Saturday, 16 November 2013


Director: Masayuki Ochiai
Writers: Yasushi Fukuda, Masayuki Ochiai
Producers: Shibata Touru, Harada Toshiaki
Cast: Goro Inagaki, Miho Kanno, Ken Utsui
Year of release: 1999
Country: Japan
Reviewed from: UK DVD (Artsmagic)

This is a real horror movie. I mean horror. Not repulsion (although if you don’t say “Eurgh! Gross!” at least half a dozen times you’re not human) and not fright. Just real terror at what can happen to people.

Veteran actor Ken Utsui stars as Police Chief Sakurai, investigating three curious suicides which all occurred on the same day. Apart from all being bizarre deaths - an old man who jumps out of a window, a bridegroom who throttles himself and an athlete who literally runs herself to death - there is one other link. All the victims were heard to mention something about “the green monkey” before they died.

Sakurai teams up with a young psychoanalyst named Toshiya Saga (Goro Inagaki) who is convinced that the victims were all influenced by post-hypnotic suggestion.
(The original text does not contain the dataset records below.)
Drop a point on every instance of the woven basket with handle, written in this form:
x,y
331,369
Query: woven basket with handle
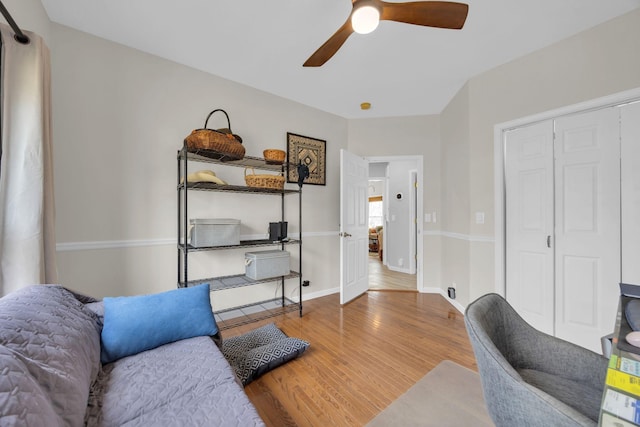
x,y
275,182
222,141
273,156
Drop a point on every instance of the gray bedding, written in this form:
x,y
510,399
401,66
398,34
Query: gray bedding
x,y
50,372
167,387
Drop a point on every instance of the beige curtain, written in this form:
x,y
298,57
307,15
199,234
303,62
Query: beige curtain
x,y
27,218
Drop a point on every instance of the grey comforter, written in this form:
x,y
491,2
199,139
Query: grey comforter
x,y
50,372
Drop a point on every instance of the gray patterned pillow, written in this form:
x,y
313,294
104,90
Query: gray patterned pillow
x,y
259,351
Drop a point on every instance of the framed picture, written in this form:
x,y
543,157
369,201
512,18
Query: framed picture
x,y
309,151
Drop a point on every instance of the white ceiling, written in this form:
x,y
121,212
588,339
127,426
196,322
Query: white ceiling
x,y
400,69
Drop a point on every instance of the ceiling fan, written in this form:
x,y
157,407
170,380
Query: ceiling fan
x,y
366,14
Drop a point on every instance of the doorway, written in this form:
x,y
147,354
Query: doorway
x,y
395,250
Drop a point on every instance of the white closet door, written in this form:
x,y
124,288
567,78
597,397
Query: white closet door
x,y
587,247
529,223
630,129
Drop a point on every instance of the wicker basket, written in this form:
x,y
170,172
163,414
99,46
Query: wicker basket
x,y
275,182
273,156
222,141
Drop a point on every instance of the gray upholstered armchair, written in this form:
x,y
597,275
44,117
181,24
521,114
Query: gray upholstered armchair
x,y
530,378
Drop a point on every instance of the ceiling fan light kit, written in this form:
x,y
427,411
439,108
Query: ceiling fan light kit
x,y
365,18
438,14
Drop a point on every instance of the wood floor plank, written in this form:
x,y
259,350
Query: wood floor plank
x,y
362,357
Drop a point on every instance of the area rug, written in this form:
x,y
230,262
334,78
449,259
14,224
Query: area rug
x,y
449,395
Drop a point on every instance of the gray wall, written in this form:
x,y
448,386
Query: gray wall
x,y
120,115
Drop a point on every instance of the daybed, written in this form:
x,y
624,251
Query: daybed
x,y
51,372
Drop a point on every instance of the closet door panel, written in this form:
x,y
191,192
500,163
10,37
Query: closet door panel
x,y
529,224
630,131
587,209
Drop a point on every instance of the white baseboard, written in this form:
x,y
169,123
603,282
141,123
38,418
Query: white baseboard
x,y
318,294
453,302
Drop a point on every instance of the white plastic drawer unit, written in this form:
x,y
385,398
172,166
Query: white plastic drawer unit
x,y
214,232
266,264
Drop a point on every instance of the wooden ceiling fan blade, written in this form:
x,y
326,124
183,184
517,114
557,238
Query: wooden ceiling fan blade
x,y
440,14
331,46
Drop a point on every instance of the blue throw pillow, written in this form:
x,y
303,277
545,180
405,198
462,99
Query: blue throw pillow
x,y
139,323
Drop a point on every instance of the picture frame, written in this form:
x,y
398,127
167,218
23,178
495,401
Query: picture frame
x,y
309,151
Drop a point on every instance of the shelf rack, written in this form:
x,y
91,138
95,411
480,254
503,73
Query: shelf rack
x,y
244,314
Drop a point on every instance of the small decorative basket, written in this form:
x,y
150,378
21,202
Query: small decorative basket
x,y
274,182
222,141
273,156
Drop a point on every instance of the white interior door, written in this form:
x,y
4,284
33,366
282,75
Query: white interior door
x,y
354,226
630,153
587,159
529,223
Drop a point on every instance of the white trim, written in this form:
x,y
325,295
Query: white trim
x,y
124,244
467,237
318,294
454,303
615,99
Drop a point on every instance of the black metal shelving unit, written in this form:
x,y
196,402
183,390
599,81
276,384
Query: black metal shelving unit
x,y
240,315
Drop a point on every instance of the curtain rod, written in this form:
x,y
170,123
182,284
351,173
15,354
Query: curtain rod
x,y
19,36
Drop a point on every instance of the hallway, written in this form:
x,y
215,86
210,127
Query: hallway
x,y
381,278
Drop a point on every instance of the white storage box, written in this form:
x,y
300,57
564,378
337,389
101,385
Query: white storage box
x,y
214,232
266,264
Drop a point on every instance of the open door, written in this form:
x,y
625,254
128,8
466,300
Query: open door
x,y
354,226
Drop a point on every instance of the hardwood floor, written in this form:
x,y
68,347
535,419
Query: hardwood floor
x,y
381,278
362,357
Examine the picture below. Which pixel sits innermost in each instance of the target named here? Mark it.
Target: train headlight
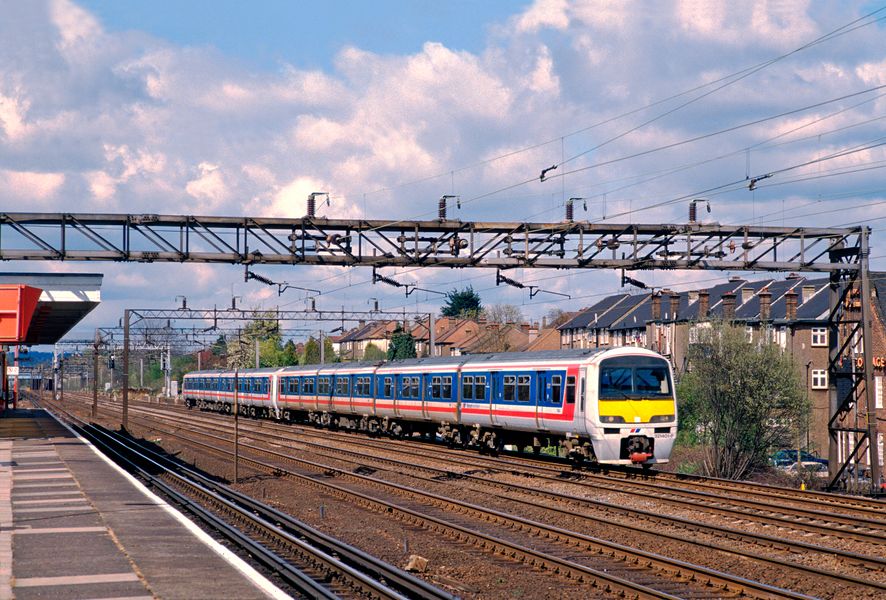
(662, 419)
(611, 419)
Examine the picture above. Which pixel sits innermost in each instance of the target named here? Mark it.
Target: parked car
(788, 456)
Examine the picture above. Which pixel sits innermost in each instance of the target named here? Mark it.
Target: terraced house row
(791, 312)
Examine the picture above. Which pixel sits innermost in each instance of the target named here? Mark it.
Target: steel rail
(726, 532)
(261, 520)
(596, 545)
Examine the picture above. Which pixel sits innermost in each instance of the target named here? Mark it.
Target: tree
(503, 314)
(465, 303)
(402, 344)
(739, 399)
(311, 354)
(290, 354)
(373, 352)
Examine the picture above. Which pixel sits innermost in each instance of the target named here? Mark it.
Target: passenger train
(609, 405)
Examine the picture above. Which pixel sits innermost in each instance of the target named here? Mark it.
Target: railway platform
(74, 526)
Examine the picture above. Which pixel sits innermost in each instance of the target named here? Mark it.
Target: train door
(427, 388)
(401, 390)
(495, 391)
(542, 397)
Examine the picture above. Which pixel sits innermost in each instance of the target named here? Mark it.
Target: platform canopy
(40, 308)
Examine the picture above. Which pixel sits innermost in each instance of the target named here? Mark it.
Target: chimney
(765, 305)
(675, 306)
(728, 305)
(656, 306)
(808, 292)
(790, 303)
(703, 304)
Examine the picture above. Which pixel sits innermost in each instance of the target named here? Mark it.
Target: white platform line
(235, 561)
(16, 503)
(54, 530)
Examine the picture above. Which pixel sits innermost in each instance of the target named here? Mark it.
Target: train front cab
(635, 417)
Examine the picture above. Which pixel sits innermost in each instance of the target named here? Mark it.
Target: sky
(243, 109)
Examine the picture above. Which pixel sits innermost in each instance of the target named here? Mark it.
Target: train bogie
(606, 405)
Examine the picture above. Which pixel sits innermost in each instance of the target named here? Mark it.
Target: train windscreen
(634, 377)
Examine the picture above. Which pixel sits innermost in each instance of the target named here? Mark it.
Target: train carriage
(612, 405)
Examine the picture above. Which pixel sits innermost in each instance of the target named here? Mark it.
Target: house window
(510, 388)
(557, 389)
(480, 387)
(523, 388)
(467, 387)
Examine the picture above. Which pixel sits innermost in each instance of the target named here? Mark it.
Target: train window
(523, 388)
(570, 389)
(652, 381)
(480, 387)
(556, 389)
(467, 387)
(510, 388)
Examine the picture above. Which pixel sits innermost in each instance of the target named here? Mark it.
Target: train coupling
(640, 457)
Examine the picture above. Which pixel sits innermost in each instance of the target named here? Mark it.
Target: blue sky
(243, 108)
(308, 34)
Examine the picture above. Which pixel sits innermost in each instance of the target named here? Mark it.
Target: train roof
(437, 361)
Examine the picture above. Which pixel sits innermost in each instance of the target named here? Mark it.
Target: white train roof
(437, 362)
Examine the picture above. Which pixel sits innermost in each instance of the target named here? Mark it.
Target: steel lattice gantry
(843, 253)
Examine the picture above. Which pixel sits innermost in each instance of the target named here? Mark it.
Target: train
(604, 405)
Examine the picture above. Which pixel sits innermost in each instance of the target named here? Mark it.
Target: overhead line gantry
(843, 253)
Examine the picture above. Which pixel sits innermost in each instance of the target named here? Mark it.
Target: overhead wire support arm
(533, 289)
(281, 286)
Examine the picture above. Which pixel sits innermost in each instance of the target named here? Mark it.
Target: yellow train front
(633, 419)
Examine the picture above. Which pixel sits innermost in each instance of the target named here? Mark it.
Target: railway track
(312, 563)
(859, 524)
(448, 506)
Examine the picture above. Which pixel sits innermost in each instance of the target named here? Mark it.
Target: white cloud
(30, 185)
(120, 121)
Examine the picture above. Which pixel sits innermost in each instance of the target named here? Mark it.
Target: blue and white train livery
(610, 405)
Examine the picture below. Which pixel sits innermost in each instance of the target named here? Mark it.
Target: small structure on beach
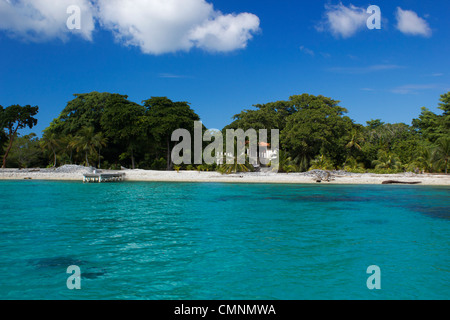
(103, 177)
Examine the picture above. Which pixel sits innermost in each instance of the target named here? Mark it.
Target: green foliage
(285, 163)
(442, 152)
(317, 127)
(163, 117)
(26, 152)
(322, 163)
(13, 119)
(387, 160)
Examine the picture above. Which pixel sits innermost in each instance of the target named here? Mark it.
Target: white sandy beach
(75, 173)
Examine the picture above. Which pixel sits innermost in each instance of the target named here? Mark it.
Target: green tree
(426, 159)
(164, 117)
(443, 152)
(26, 152)
(85, 142)
(321, 163)
(124, 123)
(317, 127)
(51, 142)
(13, 119)
(387, 160)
A TV hypnotist looks a likely suspect.

From this intriguing premise, the plot builds, and though it drags a little during the second act which is a bit too much police procedural, the final half hour will have you gasping for breath. There are some hideous deaths, depicted via some briefly-shown (but all the more effective for it) prosthetics and the occasional CGI effect. There’s a tense scene in a concert hall, which is astounding in its audacity but pulled off with aplomb - something that wouldn’t be out of place in a Naked Gun movie is here made genuinely gripping. And the finale - I won’t spoil it by saying whether the resolution is psychological, supernatural or science fictional (in fact I’m not entirely sure myself). But it’s terrific.
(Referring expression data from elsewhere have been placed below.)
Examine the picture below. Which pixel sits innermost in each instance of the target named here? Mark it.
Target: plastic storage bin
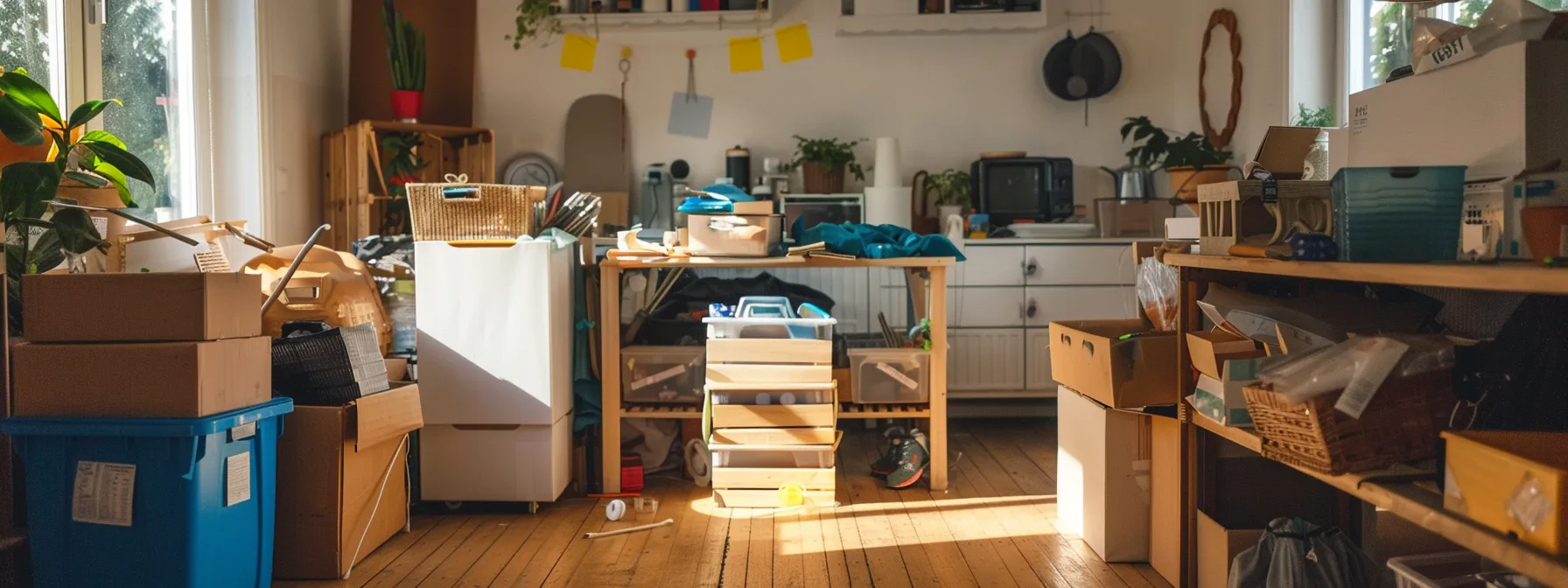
(1399, 215)
(663, 375)
(891, 375)
(1455, 570)
(152, 502)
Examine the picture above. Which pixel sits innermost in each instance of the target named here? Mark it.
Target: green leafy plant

Director Ochiai (Parasite Eve) is a real artist with the camera - helped by cinematographer Osamu Fujiishi (Evil Dead Trap 2) and there are some beautifully framed shots: overhead, through doors, and a stunning play on the English word ‘terror’. A Kubrickian fondness for symmetry shows up occasionally, and in fact there’s a nod to A Clockwork Orange towards the end. Though the plot, based on a novel by Keisuke Matsuoka, is quite convoluted and confusing in places, it rattles along and never lets up.
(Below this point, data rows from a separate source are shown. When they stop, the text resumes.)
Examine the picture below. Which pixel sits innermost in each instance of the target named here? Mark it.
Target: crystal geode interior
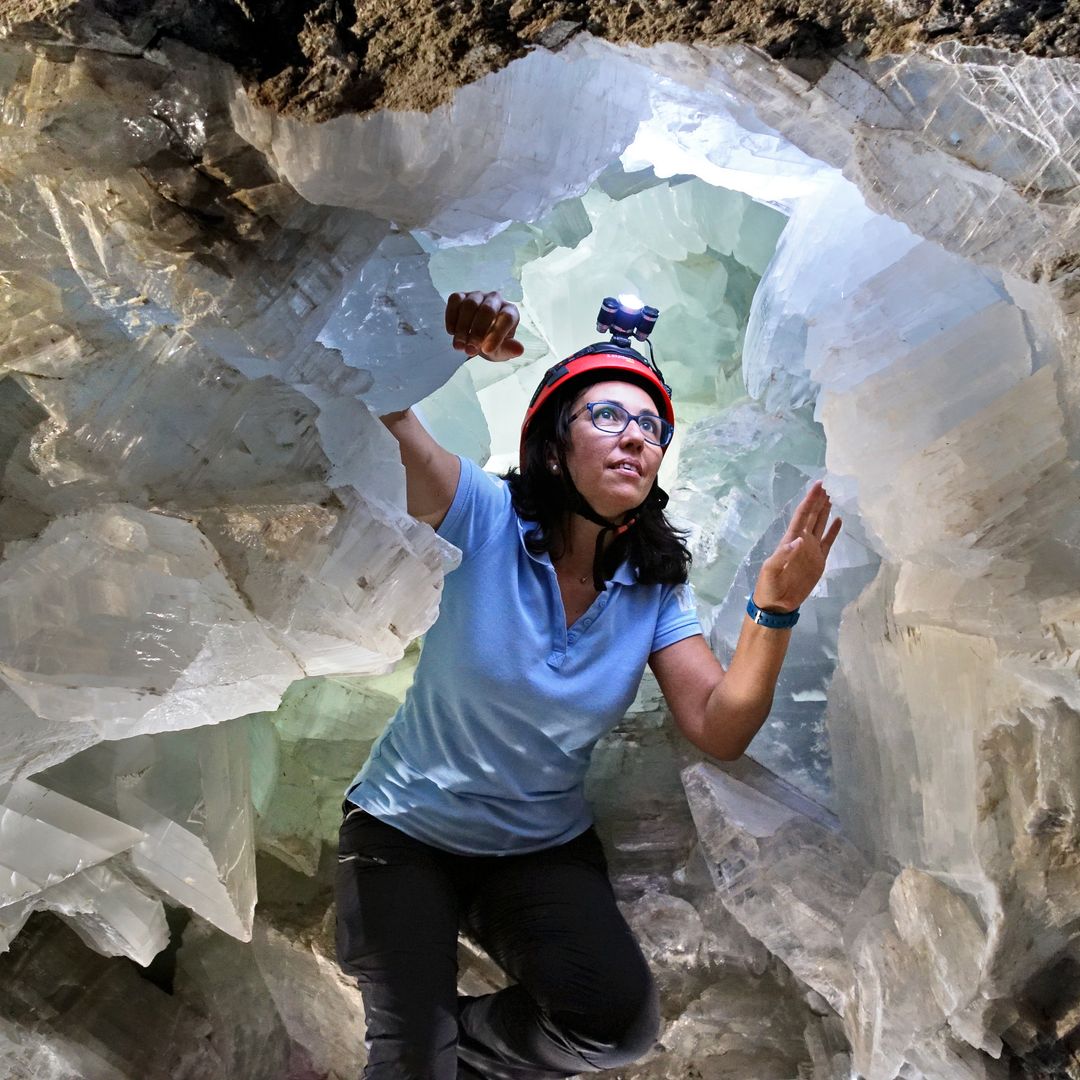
(210, 591)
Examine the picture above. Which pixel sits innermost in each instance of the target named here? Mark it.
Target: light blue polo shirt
(487, 754)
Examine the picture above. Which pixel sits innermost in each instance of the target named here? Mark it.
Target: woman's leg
(397, 915)
(584, 998)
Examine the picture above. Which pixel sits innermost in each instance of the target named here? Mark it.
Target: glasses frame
(664, 426)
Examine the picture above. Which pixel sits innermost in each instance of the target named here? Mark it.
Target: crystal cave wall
(210, 591)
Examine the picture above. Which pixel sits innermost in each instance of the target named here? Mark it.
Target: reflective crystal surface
(866, 270)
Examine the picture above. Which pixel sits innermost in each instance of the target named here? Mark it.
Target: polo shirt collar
(624, 575)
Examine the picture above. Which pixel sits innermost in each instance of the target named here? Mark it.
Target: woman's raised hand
(484, 324)
(790, 574)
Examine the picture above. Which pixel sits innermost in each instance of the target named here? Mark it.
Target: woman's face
(615, 473)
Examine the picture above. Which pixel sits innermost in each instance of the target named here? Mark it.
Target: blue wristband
(772, 621)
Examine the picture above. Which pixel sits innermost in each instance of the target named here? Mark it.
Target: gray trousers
(584, 999)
A fantastic film, with the usual impeccable transfer from Artsmagic, though the extras aren’t up to much, with not even a trailer. Nevertheless, a mind-bogglingly good film which is wholeheartedly recommended. (The film’s US title is The Hypnotist and in Japan it's Saimin. The American Psycho-style image on the sleeve has no connection with the film.)